While latest economic figures are pointing to a slowdown, growing "external uncertainties" have prompted the country's policymakers to take a more cautious approach in their battle against inflation, officials and analysts said Wednesday.
A consumer selects cooking oil in a supermarket in Suzhou, Jiangsu Province. The government is continuing with steps to help people deal with rising food prices. [China Daily]
"Now, we not only have to prevent a sharp downturn of the economy, but also a rebound in investment," said Li Xiaochao, spokesperson for the National Bureau of Statistics.
Over the past half a year, policymakers have named inflation and overheating as their top concern, using tightening measures to cool the economy and curb inflation. But with the outbreak of the subprime crisis in the United States, an increasing number of analysts are sounding warning bells for a sudden economic downturn, largely due to weak export demand in the US.
"In the short term, they will probably want to continue the tightening measures," said Yiping Huang with Citigroup in Hong Kong.
"But I suspect that within several months, the growth risks might overtake the inflation risks."
The authorities are seeking to balance economic growth with controlling inflation amid latest economic developments, the State Council said yesterday.
"We need to closely watch the latest development of the economic situation, and strike a balance between promoting economic growth and curbing inflation," said the statement from a State Council conference, which was chaired by Premier Wen Jiabao.

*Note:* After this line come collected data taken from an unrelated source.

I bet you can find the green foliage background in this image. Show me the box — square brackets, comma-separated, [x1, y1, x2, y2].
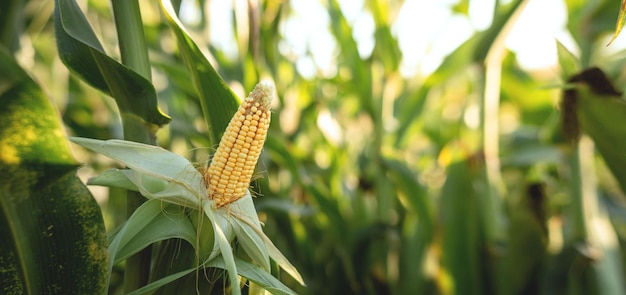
[3, 0, 626, 294]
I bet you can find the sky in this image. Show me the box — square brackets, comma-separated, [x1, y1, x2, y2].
[182, 0, 621, 78]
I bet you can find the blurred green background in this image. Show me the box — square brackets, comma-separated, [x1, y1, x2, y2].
[5, 0, 626, 294]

The world's fourth-largest economy grew by 10.6 percent in the first three months from a year earlier, down from 11.2 percent of the fourth quarter last year. Most analysts say weakening export demand triggered by the subprime crisis was a key cooling factor.
China's exports grew 21.4 percent in the first quarter, down 6.4 percentage points from the same period last year. The export slowdown came as the US, which accounts for 23 percent of China's exports, is on the verge of a recession and may slash its order for Chinese products.
"We are far from seeing the full impact of the subprime crisis," said Li. "External demand is likely to shrink further."
If the US economy falls into a deep recession and China's exports growth to the nation ends up in negative territory, the nation's will have to "sacrifice" one percentage point in economic growth, said Fan Gang, an advisor to the central bank's monetary policy committee, in a forum held earlier this month.
"The situation we face is quite complex now, with all the external uncertainties," said Fan.
But analysts said soaring consumer prices is still the primary concern for policymakers for the time being, as rising costs of materials and labor are expected to push inflation even higher in the coming months.
The country's inflation hit an 11-year high of 8.7 percent in February and dipped slightly to 8.3 percent last month. This presents a difficult task for the government to achieve a full-year inflation target of 4.8 percent, analysts said.
"Inflation remains the top issue facing the government, as it has a direct impact on people's purchasing power," said Sun Mingchun, an economist with Lehman Brothers.